# Types of Dog Training Certifications



## tkking17 (Apr 6, 2010)

I was just wondering if anyone can clarify the different types of Dog Trainer certifications (i.e. CPDT-KA; ACAAB; CAAB; etc.) and which ones are the best. Is there any reputable organization that oversees the certification of dog trainers? Any information would be much appreciated! 

Thanks! 

P.S. I am specifically interested in training certifications focusing on positive reinforcement training methods.


----------



## vjw (Dec 20, 2006)

If you know enough to ask this type of question, you know enough to do the research yourself.

I'm sorry, but I get the feeling you are asking us to do the research for YOUR website.


----------



## tkking17 (Apr 6, 2010)

No actually, I am not a dog trainer. I only know there are many different types of certifications from googling it.
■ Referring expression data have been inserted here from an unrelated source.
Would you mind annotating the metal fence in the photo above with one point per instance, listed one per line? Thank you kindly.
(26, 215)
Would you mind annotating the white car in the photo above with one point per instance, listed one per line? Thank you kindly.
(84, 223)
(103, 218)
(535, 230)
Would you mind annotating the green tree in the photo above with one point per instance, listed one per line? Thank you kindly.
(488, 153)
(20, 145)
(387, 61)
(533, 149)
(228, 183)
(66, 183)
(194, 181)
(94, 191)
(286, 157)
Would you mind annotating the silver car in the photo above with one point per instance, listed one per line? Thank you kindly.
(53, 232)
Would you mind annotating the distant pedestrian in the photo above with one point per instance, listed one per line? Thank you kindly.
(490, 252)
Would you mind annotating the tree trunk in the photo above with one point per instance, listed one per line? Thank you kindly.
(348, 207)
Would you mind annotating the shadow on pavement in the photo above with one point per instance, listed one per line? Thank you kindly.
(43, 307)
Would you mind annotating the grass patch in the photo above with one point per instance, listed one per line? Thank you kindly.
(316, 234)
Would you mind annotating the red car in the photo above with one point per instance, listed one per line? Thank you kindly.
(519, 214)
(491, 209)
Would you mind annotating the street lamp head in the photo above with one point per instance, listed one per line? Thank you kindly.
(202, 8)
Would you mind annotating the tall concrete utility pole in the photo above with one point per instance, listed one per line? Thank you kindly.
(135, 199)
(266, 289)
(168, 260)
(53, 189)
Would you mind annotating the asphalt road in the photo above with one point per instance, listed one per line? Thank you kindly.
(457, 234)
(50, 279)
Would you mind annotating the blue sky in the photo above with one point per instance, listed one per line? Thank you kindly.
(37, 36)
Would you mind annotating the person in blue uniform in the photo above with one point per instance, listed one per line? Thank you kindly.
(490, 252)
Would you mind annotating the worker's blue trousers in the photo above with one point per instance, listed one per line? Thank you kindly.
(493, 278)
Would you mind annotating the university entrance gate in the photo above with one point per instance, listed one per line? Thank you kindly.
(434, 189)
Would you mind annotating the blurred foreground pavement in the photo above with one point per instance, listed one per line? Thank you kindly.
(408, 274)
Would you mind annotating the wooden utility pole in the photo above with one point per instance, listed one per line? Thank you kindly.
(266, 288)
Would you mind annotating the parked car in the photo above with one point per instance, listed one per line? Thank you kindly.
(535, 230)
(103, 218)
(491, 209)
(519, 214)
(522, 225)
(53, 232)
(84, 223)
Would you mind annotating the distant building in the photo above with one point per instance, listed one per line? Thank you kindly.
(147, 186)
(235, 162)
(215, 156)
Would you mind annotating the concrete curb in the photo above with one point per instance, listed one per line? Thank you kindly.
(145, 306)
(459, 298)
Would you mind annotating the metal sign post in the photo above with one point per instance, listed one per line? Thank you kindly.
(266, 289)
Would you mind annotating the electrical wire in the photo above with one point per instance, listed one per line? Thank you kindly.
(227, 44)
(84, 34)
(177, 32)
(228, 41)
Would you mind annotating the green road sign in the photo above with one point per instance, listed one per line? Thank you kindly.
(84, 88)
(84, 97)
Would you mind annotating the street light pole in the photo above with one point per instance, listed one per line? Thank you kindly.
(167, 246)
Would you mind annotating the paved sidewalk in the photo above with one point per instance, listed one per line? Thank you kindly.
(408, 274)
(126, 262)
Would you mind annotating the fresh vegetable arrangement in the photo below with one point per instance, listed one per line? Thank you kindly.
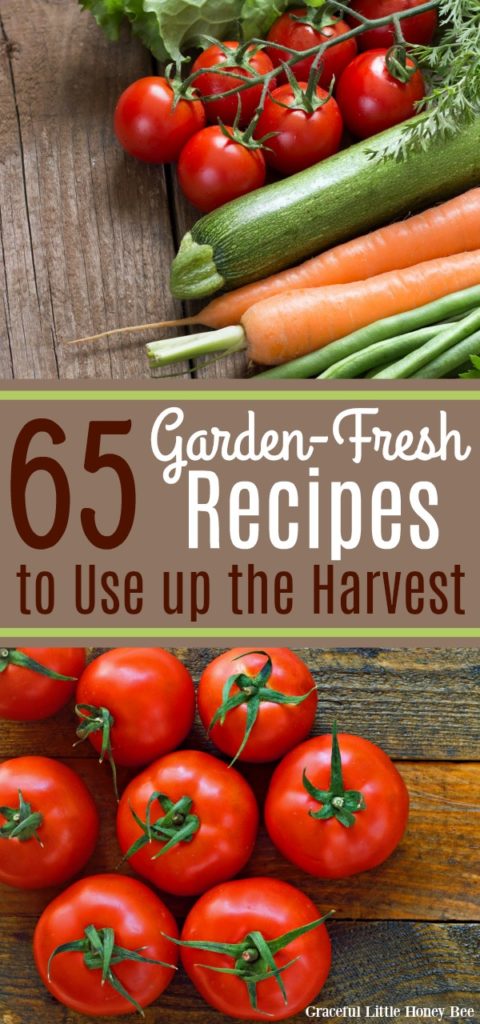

However, I am not aware which types are consider the "reputable" ones. If anyone could let me know, I'd appreciate it.


----------



## vjw (Dec 20, 2006)

I always tell persons who are looking for a dog trainer to start with the Association of Pet Dog Trainers (apdt) membership list.


You can start your research of the individual trainer certifications by googling the different certifications here:


Dog Trainer Certification


----------



## tkking17 (Apr 6, 2010)

Thank you! I'll check it out


----------